Gostaria que houvesse uma enciclopédia dentro do jogo que determinasse melhor a diversidade do seu povo. Tome por exemplo um deus como Eothas, que tem uma interpretação diferente no arquipélago de Deadfire sob outro nome: Gaum. Há uma constante trocas de nomes entre diversos personagens. Em cima dessa densidade ainda há os costumes locais, como frases e termos específicos que precisam ser explicados constantemente para que você não perca a noção do que está acontecendo. Essa densidade poderia ser um problema mais crítico se não fosse por um aspecto específico da trama: em Deadfire tudo é aberto a (muita) interpretação.
Deadfire em si é, sem sombra de dúvidas, uma ambientação de cara muito mais interessante do que Drywood. Vai embora o aspecto “Europeu” do primeiro Pillars of Eternity em favor de um clima tropical, casas coloniais e tribos indígenas com orgulho da região em que nasceram. Nada disso é exatamente novidade para o mundo dos RPGs (mesmo que eu concorde que, em parte, não foi tão bem utilizado quanto deveria ter sido nos últimos anos), mas o toque da Obsidian é que o torna mais especial.
O arquipélago, que passa por um processo de industrialização, tem traços paralelos com aspectos colonialistas; a dizimação dos habitantes originais, a marcha do avanço tecnológico interferindo na vida da população, e a questão de até que ponto isso é aceitável. A Obsidian trabalha a definição de “certo” ou “errado” mediante situações extremas de forma muito mais plausível do que a variedade que foi anteriormente oferecida em Pillars of Eternity. Eu estava acostumado a sempre ver algo como “olha só, esse é o vilão, e é ele quem você vai derrotar”. Afinal, essa é a premissa estabelecida pelo antecessor nas primeiras horas. Ao seguir um caminho benevolente em Pillars of Eternity 2 — típico da minha primeira run em um RPG — eu ainda duvidava se as minhas ações de fato tinham ocasionado um efeito positivo.

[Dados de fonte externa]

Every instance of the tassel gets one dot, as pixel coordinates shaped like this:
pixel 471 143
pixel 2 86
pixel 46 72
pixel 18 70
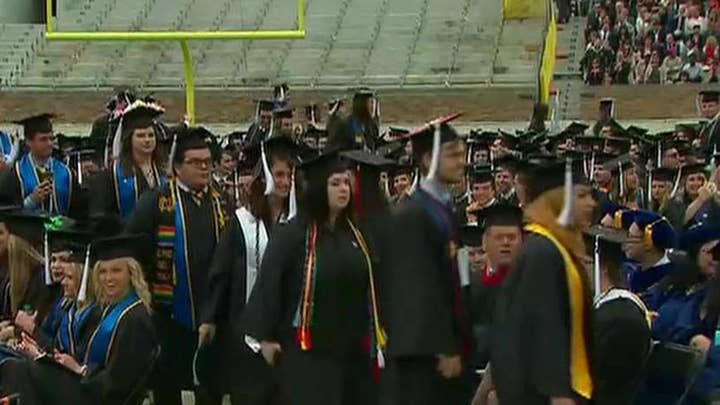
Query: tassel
pixel 82 294
pixel 117 141
pixel 171 158
pixel 596 266
pixel 46 257
pixel 14 152
pixel 566 216
pixel 292 204
pixel 269 181
pixel 435 160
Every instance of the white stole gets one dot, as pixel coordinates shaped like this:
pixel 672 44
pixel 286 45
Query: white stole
pixel 249 224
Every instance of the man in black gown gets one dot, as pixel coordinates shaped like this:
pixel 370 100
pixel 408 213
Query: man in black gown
pixel 428 326
pixel 184 219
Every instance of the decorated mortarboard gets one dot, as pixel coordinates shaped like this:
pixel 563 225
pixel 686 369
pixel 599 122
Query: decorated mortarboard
pixel 500 215
pixel 698 235
pixel 41 123
pixel 657 230
pixel 471 235
pixel 480 174
pixel 139 114
pixel 708 95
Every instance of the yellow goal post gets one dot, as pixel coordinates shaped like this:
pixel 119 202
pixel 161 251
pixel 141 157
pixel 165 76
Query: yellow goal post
pixel 181 36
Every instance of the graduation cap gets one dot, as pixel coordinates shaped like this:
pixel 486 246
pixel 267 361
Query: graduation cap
pixel 471 235
pixel 36 124
pixel 430 137
pixel 500 215
pixel 709 96
pixel 657 230
pixel 139 114
pixel 188 139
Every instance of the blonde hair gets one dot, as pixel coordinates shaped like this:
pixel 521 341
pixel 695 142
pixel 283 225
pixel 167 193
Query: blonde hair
pixel 23 260
pixel 544 211
pixel 137 280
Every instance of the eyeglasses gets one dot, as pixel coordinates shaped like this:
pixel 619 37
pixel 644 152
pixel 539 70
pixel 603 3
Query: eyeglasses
pixel 199 163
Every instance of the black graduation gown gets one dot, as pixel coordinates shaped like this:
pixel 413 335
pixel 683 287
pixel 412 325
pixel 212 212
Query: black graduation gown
pixel 11 194
pixel 621 344
pixel 530 352
pixel 419 309
pixel 41 383
pixel 337 370
pixel 252 380
pixel 103 191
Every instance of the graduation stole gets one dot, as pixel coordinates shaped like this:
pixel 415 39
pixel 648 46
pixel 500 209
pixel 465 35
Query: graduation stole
pixel 62 182
pixel 71 324
pixel 304 312
pixel 127 188
pixel 580 376
pixel 444 220
pixel 172 285
pixel 102 339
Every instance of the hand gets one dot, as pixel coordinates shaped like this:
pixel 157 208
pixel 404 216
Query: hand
pixel 26 321
pixel 270 351
pixel 701 343
pixel 42 191
pixel 449 366
pixel 68 361
pixel 206 333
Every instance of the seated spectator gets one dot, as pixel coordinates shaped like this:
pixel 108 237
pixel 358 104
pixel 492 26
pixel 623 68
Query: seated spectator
pixel 693 69
pixel 671 67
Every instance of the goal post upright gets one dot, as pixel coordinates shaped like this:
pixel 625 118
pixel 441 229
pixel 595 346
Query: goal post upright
pixel 181 36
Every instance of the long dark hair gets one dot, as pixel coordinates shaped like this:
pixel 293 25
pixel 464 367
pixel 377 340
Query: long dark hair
pixel 259 204
pixel 126 157
pixel 316 207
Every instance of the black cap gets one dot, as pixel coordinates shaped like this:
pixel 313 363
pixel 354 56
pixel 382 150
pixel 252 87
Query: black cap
pixel 709 95
pixel 135 246
pixel 191 138
pixel 471 235
pixel 480 174
pixel 500 215
pixel 41 123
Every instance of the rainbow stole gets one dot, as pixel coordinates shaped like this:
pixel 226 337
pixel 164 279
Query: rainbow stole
pixel 172 286
pixel 304 312
pixel 102 339
pixel 127 189
pixel 71 324
pixel 62 184
pixel 444 220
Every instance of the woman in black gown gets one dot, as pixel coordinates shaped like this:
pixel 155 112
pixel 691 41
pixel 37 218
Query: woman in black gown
pixel 314 308
pixel 118 352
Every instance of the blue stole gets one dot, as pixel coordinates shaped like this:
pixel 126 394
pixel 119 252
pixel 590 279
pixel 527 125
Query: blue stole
pixel 127 189
pixel 50 324
pixel 71 324
pixel 101 341
pixel 62 183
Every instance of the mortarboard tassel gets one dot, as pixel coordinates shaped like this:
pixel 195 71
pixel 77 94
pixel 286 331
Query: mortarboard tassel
pixel 171 158
pixel 435 159
pixel 82 294
pixel 269 182
pixel 292 204
pixel 566 215
pixel 46 259
pixel 676 183
pixel 596 266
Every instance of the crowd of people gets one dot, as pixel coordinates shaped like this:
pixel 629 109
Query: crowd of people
pixel 350 265
pixel 651 42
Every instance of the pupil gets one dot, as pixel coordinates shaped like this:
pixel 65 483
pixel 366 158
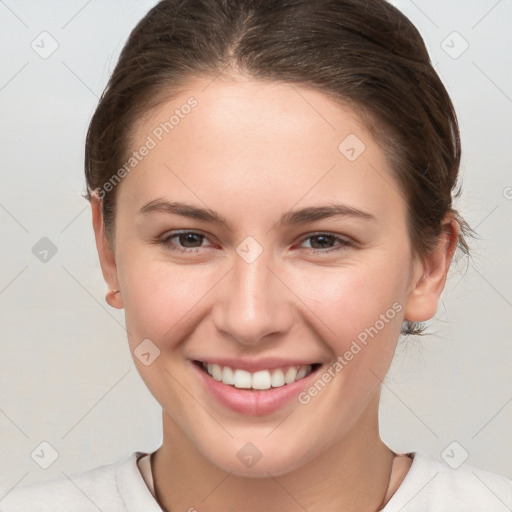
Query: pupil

O baque mais forte veio quando eu cheguei em Neketaka, a principal cidade da região. Com o futuro da cidade em jogo, três grupos poderosos tentavam manter o domínio sobre ela — a Valian Trading Company, a Deadfire Trading Company, e os Huana. Desses, só os Huana eram de fato nativos da região, enquanto as duas companhias buscavam, ou lucro, ou avanço tecnológico. À medida em que fiz as quests para eles, seja para controlar o Adra — que são os elementos que formam os pilares para onde as almas vão após morrerem — ou expandir os territórios sobre o domínio de Deadfire, um grupo sempre ficou ausente da conversa: a população do Gullet.
O Gullet é um pequeno distrito de Neketaka tipicamente formado por pessoas de baixa classe, ignoradas pelos restantes, invisíveis ao público; um lugar marcado por fome e desamparo – elementos que não são desconhecidos em muitos RPGs, mas que me tocaram de uma forma singular, em parte por eu já ter sentido essa sensação de não-pertencimento e isso ser ainda algo que me afeta, mesmo que de maneira mais branda, até hoje. Tentei fazer com que a minha missão de “salvá-los” e dar a eles uma vida mais digna fosse prioridade. Sabendo agora do resultado, não sei se eu realmente os salvei, ou se tentava me salvar, me aproximar, ou me identificar com eles.
Deadfire também trabalha muito bem o aspecto de divindades e as suas constantes indecisões sobre o futuro do mundo. Berath, Galawain, Ondra, Wael, Woedica, entre outros; o impacto dos deuses na sequência é muito mais forte do que meras referências em textos. Eothas, de cara, é um exemplo disso, ao destruir Caed Nua, tomar a estátua de Adra para si e ainda crer ser o Deus da Luz. Que luz, então, é essa? A resposta — que prefiro não comentar aqui — é mais complexa do que parece. É nesse processo de aprendizado, nessa necessidade de autocrítica — originada tanto do jogador como das interações com as principais facções de Deadfire e a postura tomada perante um mundo que está em constante mudança e agora tem seus valores questionados — que eu vejo o quão competente é a história de Pillars of Eternity 2.
Se as minhas dúvidas sobre as minhas decisões permeavam a minha cabeça ao longo das 100 horas que joguei, ao menos tinha certeza de uma coisa: o combate de Pillars of Eternity 2, em sua grande parte, é extremamente superior ao original.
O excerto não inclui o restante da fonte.